To be clear, it would be wrong to claim that Machen was opposed to public education. He argued that a public school system “is indeed of enormous benefit to the race” (C&L, p. 13) and expressed his “desire to pay the warmest possible tribute to many thousands of conscientious men and women who are teachers in the public schools” (“NCS”). 

But public education cannot adequately train up children in a biblical worldview. Even if public schools provided character education, for example, it would “prove to be character-destruction” because it would be based on human experience, and thus “radically opposed to the Christian doctrine of sin” (“NCS”). Even if the Bible were to be read in public schools (a bygone time, to be sure), it could not be separated from “propaganda about the Bible” (“NCS”). “The truth is that a garbled Bible may be a falsified Bible,” he concluded, “and when any hope is held out to lost humanity from the so-called ethical portions of the Bible apart from its great redemptive core, then the Bible is represented as saying the direct opposite of what it really says” (“NCS”). 

Thus, the Christian school is necessary, not merely because it serves as a defense of liberty, but because it promotes the Christian faith to the next generation. Machen reasoned, “True learning and true piety go hand in hand, and Christianity embraces the whole of life—those are great central convictions that underlie the Christian school” (“NCS”). 

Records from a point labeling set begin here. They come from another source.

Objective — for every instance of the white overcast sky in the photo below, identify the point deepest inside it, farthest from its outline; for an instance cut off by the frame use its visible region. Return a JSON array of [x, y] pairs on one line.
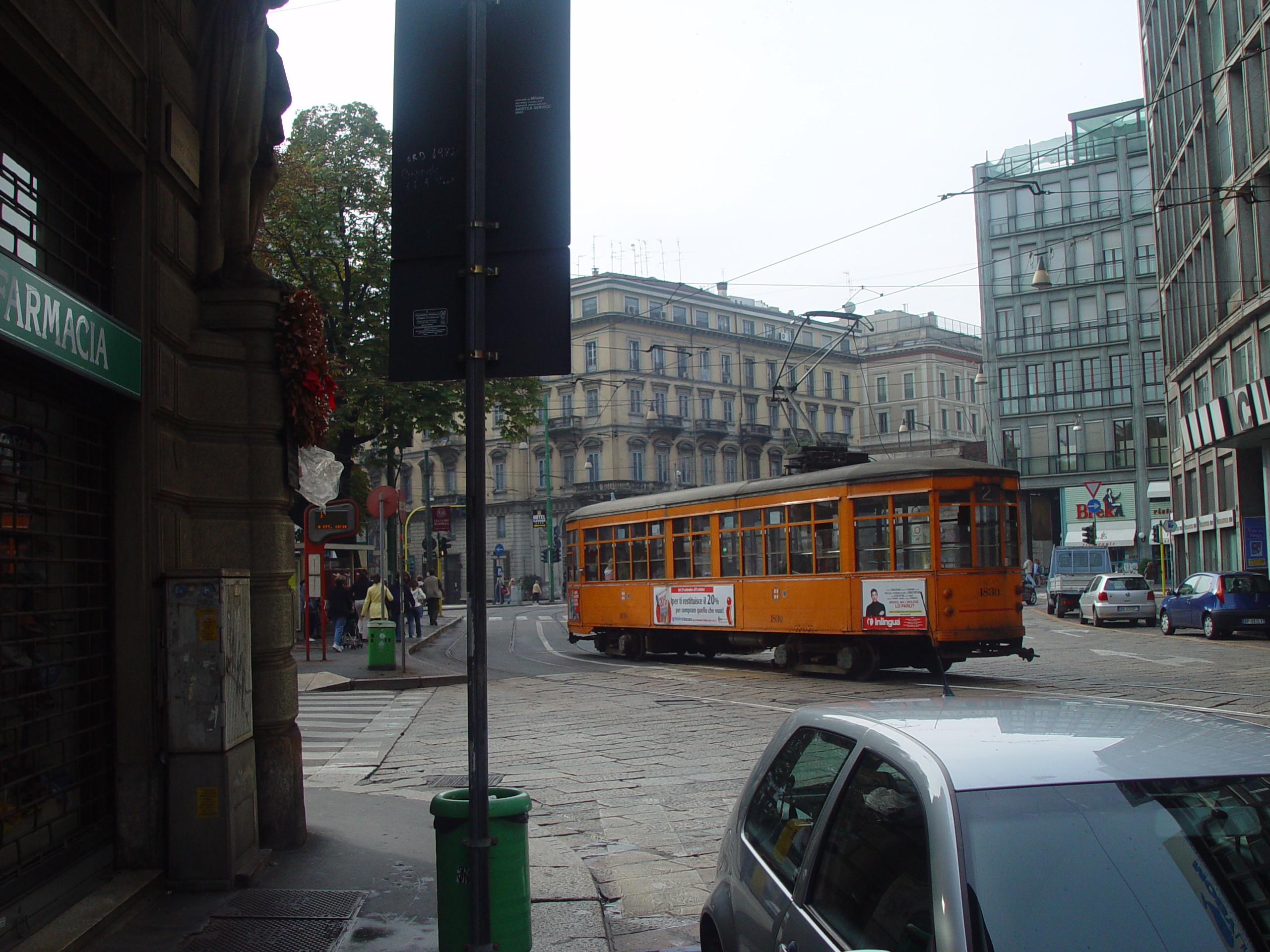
[[724, 135]]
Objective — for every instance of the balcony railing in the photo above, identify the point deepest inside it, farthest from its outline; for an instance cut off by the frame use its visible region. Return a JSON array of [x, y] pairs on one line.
[[564, 427], [1072, 400], [711, 427], [663, 423], [1076, 463]]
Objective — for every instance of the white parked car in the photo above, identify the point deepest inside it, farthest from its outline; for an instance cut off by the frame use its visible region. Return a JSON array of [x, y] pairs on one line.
[[1118, 598]]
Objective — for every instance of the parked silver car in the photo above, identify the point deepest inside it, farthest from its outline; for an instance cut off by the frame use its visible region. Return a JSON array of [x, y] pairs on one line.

The Heroic Christian School Teacher 

The Christian school stands as a fortified defense—against liberalism through its commitment to the fundamental teachings of the Christian faith, against tyranny through its contention that parents have the right to raise their children, and against atheism through its cultivation of a biblical worldview in the coming generation. If this is true, then the work of a Christian school teacher is nothing less than heroic. Machen concludes his address with a rapturous tribute: 

“You are set like a city on a hill; and may that city never be hid! May the example of your Christian schools be heeded everywhere in the Church! Above all, may our God richly bless you, and of His grace give you a reward with which all the rewards of earth are not for one moment worthy to be compared!” 

As Christian school teachers everywhere prepare for the start of another school year, may you be encouraged by the great work you are doing and the awesome task which God has laid before you. 

 

References 

Machen, J. G. 1923. Christianity and liberalism. New edition (2009). Grand Rapids, MI: Eerdmans. 

Machen, J. G. 1933. “The necessity of the Christian school.” Chicago, IL: Educational Convention of the National Union of Christian Schools. https://www.pcahistory.org/documents/necessity.html 

 

About the Author 

Matthew Lee - ACSI AuthroMatthew Lee, Ph.D., is a Senior Fellow at ACSI, co-author of Future Ready (ACSI/Cardus, 2022), and co-editor of Religious Liberty and Education (Rowman & Littlefield, 2020). He previously served as a ruling elder in the Orthodox Presbyterian Church, the denomination Machen founded. 

Questions to Consider:

  1. How do you currently approach the education and upbringing of your own children or of the students under your care? Which aspects of Machen’s views on parental prerogative resonate with you? 
  2. How do you think the principles Machen discussed in his writings on education and faith align with your school’s experiences and perspectives? How might they inform your approach to interactions within your school community?